I went back when the Russians invaded. I traveled with many different mujahadeen and militia groups. We mainly traveled at night to avoid being spotted by the Soviet helicopters. Most of the time we walked, but a few times we were able to borrow horses.

I was always astonished at the continual pipeline of weapons and supplies going into Afghanistan from Pakistan around the clock. Rockets, mortar rounds, ammunition, were carried in by camels, donkeys, and fighters. It was only later that we found out the staggering amount of money supplied by the U.S. to make it happen.

When I went back over the border into Pakistan, I had blisters, saddle sores, and filthy clothing into which I had sewn rolls of film, which were among the first images of the conflict.
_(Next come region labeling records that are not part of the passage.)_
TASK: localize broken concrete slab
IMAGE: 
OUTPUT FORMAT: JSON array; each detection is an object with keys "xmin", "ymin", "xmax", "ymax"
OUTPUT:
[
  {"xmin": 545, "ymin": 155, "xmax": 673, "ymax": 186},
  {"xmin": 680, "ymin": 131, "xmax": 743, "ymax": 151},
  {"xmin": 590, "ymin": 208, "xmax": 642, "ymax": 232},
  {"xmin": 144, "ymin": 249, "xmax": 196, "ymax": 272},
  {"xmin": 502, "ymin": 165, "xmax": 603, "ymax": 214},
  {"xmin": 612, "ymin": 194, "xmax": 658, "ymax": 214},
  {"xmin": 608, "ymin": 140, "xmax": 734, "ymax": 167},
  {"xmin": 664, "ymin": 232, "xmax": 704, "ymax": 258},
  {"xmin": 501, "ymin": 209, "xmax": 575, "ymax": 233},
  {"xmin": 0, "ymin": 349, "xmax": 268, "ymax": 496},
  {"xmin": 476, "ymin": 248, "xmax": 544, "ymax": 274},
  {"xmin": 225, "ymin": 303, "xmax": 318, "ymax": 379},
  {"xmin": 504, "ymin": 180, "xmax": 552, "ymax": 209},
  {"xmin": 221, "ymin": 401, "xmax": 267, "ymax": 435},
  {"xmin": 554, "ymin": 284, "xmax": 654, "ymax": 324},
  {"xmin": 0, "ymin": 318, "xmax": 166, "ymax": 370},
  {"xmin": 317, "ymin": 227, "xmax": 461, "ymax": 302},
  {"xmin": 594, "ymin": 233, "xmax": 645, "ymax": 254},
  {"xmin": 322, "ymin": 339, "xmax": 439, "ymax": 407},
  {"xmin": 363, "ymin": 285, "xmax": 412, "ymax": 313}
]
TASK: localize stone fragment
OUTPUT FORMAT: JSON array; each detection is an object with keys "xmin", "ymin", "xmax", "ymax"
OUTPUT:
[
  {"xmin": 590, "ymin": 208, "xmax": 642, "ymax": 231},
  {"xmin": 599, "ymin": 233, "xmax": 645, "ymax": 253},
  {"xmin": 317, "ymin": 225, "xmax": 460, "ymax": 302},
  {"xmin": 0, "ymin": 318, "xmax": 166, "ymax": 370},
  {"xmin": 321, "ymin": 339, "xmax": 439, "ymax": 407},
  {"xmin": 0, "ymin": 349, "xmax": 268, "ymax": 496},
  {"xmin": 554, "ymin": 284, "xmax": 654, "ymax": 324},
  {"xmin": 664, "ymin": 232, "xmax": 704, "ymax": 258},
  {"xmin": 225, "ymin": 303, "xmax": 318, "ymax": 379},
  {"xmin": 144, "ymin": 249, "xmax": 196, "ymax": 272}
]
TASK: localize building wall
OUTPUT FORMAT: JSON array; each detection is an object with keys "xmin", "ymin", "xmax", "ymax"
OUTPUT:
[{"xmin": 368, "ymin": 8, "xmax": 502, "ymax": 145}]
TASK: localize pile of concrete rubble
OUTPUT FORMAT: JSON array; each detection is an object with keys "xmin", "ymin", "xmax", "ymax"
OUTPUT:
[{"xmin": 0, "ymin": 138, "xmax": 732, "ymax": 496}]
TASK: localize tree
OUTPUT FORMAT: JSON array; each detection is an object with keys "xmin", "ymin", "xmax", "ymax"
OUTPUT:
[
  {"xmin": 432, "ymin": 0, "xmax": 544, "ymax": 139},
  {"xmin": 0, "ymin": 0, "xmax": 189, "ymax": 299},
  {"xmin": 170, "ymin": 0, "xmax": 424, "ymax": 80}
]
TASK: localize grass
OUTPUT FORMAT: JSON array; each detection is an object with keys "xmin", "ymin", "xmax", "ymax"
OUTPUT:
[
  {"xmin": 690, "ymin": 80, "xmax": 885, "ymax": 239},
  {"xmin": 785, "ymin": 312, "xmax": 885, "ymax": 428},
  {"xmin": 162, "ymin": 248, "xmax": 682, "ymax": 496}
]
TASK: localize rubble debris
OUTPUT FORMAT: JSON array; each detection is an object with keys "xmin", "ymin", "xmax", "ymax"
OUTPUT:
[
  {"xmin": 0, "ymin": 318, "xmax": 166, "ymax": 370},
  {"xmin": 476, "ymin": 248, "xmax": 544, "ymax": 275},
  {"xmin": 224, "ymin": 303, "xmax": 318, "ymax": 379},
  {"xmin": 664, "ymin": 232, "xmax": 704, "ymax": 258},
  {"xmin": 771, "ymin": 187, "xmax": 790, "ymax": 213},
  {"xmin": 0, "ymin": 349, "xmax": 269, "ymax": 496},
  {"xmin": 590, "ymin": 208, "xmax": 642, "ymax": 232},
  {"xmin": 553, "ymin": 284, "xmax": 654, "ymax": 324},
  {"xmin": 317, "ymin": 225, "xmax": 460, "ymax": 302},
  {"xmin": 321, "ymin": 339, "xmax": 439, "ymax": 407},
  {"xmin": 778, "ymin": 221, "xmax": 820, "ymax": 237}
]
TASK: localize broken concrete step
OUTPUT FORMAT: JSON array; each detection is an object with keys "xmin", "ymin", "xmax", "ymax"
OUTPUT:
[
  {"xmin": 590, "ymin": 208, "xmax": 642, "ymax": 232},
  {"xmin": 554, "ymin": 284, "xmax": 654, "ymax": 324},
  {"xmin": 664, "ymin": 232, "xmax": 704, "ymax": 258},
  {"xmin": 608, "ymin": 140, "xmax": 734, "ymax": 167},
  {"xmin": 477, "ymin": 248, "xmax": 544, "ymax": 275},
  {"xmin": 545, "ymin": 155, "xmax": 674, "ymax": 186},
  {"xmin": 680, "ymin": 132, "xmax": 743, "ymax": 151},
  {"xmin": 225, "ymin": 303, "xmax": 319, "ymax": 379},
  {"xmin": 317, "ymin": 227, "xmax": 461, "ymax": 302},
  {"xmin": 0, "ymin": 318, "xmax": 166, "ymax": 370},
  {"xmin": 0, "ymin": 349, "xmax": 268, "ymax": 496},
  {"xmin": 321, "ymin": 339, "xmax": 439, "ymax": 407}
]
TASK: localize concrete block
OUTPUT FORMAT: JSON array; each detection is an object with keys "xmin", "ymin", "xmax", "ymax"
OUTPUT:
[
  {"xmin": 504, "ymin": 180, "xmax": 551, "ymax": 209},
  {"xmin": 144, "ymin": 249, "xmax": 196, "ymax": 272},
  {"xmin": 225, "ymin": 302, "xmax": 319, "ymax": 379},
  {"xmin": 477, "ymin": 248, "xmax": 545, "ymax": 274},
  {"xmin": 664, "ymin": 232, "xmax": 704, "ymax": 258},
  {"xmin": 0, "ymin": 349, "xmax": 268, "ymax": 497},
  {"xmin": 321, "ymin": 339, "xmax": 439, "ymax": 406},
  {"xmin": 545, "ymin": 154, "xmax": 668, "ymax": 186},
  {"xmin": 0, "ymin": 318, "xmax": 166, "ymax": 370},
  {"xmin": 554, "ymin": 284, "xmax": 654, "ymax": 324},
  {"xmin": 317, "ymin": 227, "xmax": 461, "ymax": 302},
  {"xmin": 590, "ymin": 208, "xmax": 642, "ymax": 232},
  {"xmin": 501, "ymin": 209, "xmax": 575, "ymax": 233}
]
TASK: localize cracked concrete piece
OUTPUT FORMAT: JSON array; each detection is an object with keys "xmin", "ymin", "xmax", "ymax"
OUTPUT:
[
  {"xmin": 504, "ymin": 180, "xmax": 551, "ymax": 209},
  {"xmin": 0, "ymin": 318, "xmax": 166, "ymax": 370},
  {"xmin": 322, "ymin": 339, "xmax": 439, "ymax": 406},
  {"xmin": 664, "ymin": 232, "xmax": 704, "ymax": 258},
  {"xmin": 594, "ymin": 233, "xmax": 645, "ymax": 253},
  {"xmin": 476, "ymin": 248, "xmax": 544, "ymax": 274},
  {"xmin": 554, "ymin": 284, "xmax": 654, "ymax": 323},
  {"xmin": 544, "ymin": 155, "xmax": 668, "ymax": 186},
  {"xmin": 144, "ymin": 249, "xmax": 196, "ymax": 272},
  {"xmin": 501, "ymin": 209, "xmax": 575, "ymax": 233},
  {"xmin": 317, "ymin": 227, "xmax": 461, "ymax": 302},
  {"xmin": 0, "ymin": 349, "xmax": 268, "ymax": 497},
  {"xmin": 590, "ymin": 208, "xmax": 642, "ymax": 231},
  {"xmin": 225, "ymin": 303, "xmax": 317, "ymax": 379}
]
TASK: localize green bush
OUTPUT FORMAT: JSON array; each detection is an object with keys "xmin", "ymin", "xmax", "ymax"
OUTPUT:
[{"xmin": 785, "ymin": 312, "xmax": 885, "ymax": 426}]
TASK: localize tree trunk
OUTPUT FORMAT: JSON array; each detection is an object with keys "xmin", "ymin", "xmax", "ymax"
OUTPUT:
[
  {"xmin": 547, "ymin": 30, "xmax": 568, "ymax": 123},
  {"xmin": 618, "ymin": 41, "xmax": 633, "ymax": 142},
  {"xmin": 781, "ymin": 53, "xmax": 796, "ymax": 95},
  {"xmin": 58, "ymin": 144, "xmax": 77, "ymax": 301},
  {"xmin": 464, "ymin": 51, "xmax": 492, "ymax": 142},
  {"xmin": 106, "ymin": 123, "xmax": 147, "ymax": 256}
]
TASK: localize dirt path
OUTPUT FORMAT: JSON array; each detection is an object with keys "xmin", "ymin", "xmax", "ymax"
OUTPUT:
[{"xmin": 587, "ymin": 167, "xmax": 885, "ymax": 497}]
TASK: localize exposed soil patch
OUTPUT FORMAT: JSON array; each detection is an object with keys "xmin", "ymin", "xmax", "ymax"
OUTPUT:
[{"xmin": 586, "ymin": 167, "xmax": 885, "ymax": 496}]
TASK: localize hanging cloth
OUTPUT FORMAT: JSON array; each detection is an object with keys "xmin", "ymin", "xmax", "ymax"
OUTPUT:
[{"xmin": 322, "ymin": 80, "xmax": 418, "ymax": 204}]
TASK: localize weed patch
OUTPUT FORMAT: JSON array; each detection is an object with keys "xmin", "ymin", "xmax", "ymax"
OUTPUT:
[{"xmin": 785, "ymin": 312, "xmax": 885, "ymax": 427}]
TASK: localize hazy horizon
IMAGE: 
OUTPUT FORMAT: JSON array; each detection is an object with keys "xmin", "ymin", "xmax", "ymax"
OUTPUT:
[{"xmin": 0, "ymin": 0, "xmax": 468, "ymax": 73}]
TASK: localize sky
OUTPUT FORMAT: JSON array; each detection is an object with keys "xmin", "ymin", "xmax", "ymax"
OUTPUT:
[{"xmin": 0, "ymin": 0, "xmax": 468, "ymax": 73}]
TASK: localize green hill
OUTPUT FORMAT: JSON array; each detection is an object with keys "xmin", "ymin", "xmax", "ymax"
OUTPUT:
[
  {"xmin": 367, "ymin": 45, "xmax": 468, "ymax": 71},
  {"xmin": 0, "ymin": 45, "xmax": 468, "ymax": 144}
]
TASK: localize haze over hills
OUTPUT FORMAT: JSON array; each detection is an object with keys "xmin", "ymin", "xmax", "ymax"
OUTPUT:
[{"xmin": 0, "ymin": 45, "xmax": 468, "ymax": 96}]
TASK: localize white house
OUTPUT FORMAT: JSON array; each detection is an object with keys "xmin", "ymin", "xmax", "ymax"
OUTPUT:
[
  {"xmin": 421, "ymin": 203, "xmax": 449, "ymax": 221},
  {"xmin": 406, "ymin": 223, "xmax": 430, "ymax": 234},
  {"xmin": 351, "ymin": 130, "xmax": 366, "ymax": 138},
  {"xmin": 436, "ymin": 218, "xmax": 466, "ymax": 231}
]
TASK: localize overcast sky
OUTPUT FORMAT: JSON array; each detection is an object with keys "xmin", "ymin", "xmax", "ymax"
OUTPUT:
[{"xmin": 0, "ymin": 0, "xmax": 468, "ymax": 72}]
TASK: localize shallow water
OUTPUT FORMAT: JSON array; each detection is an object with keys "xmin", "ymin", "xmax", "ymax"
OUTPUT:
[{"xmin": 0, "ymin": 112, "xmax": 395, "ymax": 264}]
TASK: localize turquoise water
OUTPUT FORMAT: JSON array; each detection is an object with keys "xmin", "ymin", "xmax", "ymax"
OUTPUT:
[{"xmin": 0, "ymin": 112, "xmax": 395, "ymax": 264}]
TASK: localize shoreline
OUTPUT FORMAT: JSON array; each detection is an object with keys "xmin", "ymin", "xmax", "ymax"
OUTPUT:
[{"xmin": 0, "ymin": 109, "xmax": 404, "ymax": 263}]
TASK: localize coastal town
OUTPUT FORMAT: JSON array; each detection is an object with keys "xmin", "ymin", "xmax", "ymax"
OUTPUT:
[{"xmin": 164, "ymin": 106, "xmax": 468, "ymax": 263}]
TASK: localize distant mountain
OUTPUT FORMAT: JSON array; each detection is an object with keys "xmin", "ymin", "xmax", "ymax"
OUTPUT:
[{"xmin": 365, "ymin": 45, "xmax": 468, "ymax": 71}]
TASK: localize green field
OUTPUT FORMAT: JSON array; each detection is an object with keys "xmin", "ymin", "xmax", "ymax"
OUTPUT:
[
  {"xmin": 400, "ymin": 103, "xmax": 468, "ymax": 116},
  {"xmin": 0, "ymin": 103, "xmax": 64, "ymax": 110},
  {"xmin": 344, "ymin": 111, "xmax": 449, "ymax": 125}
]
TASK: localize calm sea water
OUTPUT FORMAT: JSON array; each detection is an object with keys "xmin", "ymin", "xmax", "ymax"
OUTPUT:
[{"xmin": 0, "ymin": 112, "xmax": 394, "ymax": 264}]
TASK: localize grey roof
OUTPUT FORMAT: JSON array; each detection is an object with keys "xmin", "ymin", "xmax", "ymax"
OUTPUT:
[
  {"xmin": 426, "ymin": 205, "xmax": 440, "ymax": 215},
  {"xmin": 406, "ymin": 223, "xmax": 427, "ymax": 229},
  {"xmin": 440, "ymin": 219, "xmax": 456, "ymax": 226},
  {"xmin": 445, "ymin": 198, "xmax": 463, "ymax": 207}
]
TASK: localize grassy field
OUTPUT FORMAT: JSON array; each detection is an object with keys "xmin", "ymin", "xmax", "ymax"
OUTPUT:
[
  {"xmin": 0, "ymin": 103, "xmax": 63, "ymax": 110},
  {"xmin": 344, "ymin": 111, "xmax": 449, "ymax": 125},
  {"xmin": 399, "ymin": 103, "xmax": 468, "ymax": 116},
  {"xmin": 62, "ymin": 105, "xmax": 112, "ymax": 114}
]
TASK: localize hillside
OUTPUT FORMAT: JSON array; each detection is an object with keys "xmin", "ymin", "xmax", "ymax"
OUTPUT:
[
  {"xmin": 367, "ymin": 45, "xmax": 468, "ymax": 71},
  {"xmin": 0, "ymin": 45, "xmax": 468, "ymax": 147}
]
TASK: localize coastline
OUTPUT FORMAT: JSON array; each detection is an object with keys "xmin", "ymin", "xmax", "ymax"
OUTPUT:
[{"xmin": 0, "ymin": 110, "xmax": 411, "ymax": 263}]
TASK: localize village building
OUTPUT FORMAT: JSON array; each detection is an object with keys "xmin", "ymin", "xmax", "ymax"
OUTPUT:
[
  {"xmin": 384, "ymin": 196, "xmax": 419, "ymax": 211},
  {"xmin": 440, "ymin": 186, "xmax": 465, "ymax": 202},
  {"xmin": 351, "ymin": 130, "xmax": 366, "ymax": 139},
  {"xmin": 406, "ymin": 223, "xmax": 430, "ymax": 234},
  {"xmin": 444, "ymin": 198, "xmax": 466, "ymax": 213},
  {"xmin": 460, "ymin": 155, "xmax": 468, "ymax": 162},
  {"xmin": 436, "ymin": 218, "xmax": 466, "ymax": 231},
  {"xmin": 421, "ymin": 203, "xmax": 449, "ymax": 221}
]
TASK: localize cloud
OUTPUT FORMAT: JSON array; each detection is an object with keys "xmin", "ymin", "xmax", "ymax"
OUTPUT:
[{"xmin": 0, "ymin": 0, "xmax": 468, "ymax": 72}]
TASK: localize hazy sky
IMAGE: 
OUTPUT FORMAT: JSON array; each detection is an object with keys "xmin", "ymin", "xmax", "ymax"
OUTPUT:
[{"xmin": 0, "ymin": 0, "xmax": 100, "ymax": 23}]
I visited a government garrison at Asmar District, Kunar Province, where three hundred soldiers defected to the Mujahadeen. New York Times, December 29, 1979

I took these pictures in Nangahar Province. My coverage over several trips for TIME, was the basis for winning the Robert Capa Gold Medal award.

Mujahadeen using goat skins to cross rivers


Over the years, I went back more than dozens of times on assignment for National Geographic, Time Magazine, ABC News, and other news outlets. I have spent time in Afghanistan during invasions, retreats, truces, and relative peace. Almost every time I returned, the power centers had shifted. In a great game of musical chairs, elders, warlords, criminals, and mullahs’ power grows and diminishes as predictably as the phases of the moon.




As much as outsiders have tried to “re-form” the country in their own image, Afghanistan has been able to absorb the blows of superpowers, and remain essentially the same.

The interesting thing is that the people trying to change it, change more than the country does even after Herculean efforts of governments, NGO’s, and coalitions.


The viciousness of the Soviet attacks forced millions to flee their homes for Pakistan and Iran, and contributed to what the Afghanistan scholar, Louis Dupree, called “Migratory Genocide.” By 1986, five million Afghans had left their country.

Forty-six percent of all casualties were caused by bombings from airplanes or helicopters.